This is the first in a regular series of all things alcohol related… it seems appropriate to start with sport.
What a beautiful month for South Africa as the Springboks won the Rugby World Cup and united the whole nation in joy!
The team was an inspiring example of transformation and was led by a black Captain for the first time. Young black children all over SA have a new hero.
Captain Siya Kolisi came from humble beginnings. Born to a teenage mother who died when he was just 15 Siya’s sporting talents won him a scholarship to a school where he could develop his rugby talents – and the rest is history – Captain of Rugby World Champions at the tender age of 28.
He is well aware of the symbolism of their win and he asked South Africans to follow the Springboks example – to unite as a country, just as they did as a team.
“Take yourself out of your comfort zone and work towards a better South Africa,”
“Look at our team!” Kolisi told a crowd of about 10,000 people on Cape Town’s Grand Parade. “They are from different races and different backgrounds, but we came together for South Africa.

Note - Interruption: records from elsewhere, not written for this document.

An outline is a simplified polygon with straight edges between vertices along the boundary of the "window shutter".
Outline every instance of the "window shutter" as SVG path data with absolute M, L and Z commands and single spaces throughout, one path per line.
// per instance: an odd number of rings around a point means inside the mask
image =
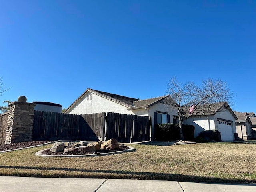
M 154 120 L 155 122 L 154 124 L 157 124 L 157 115 L 156 112 L 154 113 Z
M 167 114 L 167 123 L 170 123 L 170 115 Z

“And we are saying to you today, just take a look around you, there are so many different people from different races and backgrounds. But look how special this is. It’s time for us South Africans to stop fighting and arguing. Let’s put South Africa first, so we can move forward as a country. Thank you, we appreciate you.”
Nelson Mandela was well aware of the potential of rugby to unite South Africa and would have been so proud!

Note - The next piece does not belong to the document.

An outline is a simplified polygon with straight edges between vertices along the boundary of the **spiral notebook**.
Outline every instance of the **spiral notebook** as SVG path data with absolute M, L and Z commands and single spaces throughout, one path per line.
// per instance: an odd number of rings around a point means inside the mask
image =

So what does rugby have to do with alcohol?
Well apparently Siya was quite the party animal in his youth but three years ago he gave up drinking which will have contributed to his amazing performance.

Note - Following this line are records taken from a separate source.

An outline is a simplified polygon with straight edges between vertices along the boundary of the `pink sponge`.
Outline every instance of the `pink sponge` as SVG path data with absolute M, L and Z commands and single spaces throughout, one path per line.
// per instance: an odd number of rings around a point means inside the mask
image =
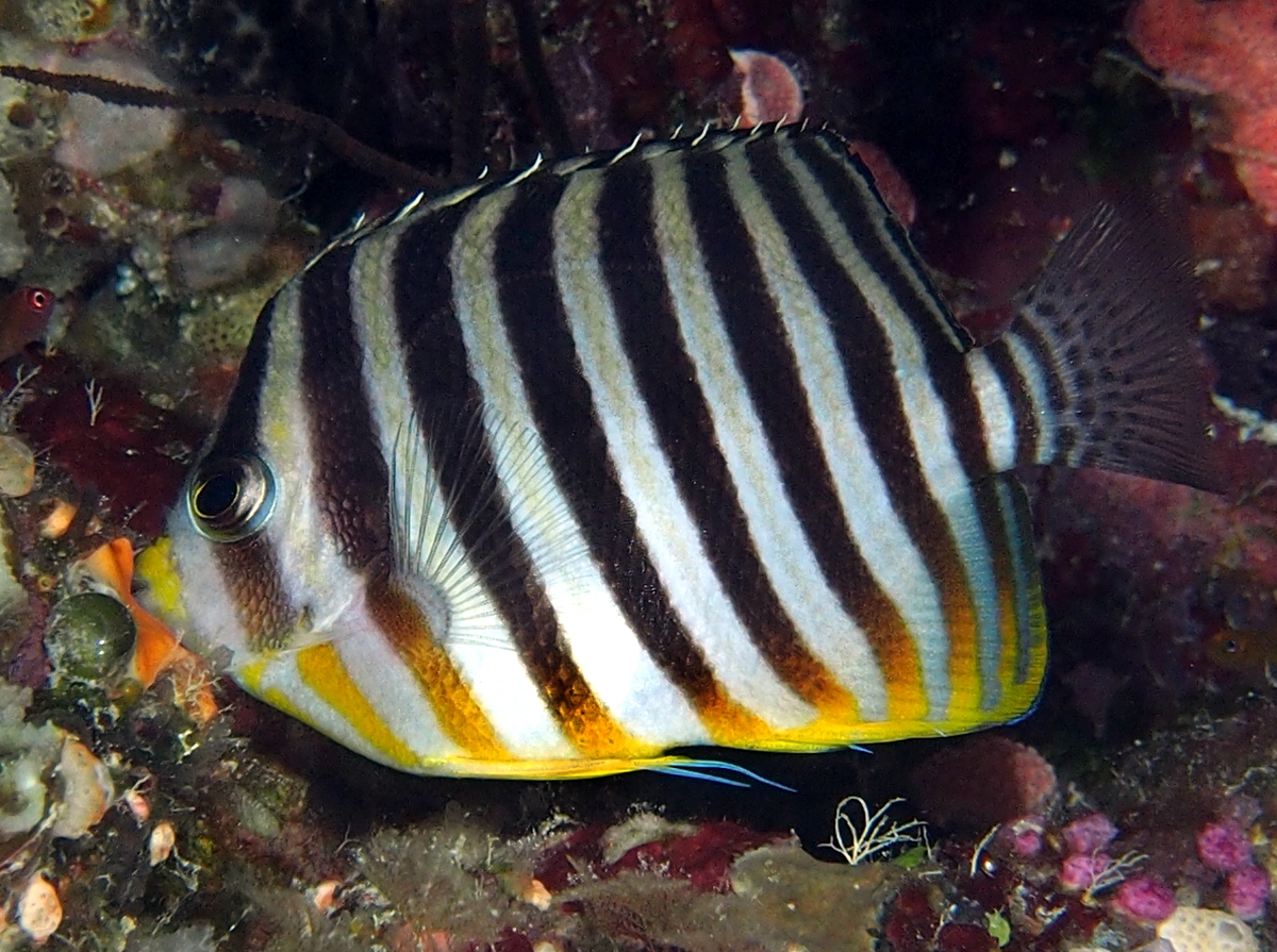
M 1107 852 L 1083 855 L 1075 852 L 1060 866 L 1060 886 L 1065 889 L 1089 889 L 1099 875 L 1112 865 Z
M 1128 879 L 1117 887 L 1114 907 L 1133 919 L 1160 923 L 1175 911 L 1175 891 L 1147 875 Z
M 1231 819 L 1207 823 L 1198 833 L 1198 856 L 1211 869 L 1241 869 L 1250 865 L 1250 840 Z
M 1259 919 L 1264 914 L 1271 888 L 1268 873 L 1258 866 L 1241 866 L 1228 873 L 1228 892 L 1225 904 L 1237 919 L 1246 921 Z
M 1168 83 L 1220 96 L 1212 144 L 1277 221 L 1277 0 L 1140 0 L 1126 32 Z
M 1102 813 L 1088 813 L 1064 828 L 1069 852 L 1099 852 L 1117 836 L 1117 827 Z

Alcohol is detrimental to sports performance for two reasons:-
Firstly, because alcohol is a diuretic, drinking too much can lead to dehydration.
“Dehydration leads to reduced performance,” says Professor Greg Whyte, an expert in sports performance. “Hydration also helps control your body temperature so you’re more likely to overheat if you’ve been drinking alcohol.”
Secondly, alcohol interferes with the way your body makes energy. When you’re metabolising, or breaking down alcohol, the liver can’t produce as much glucose, which means you have low levels of blood sugar. Exercise requires high levels of sugar to give you energy.
We have had plenty of runners at our Workshops – heavy drinkers who would run with a hangover and celebrate with a few beers after the run. Without exception they have noticed a huge improvement in their performance.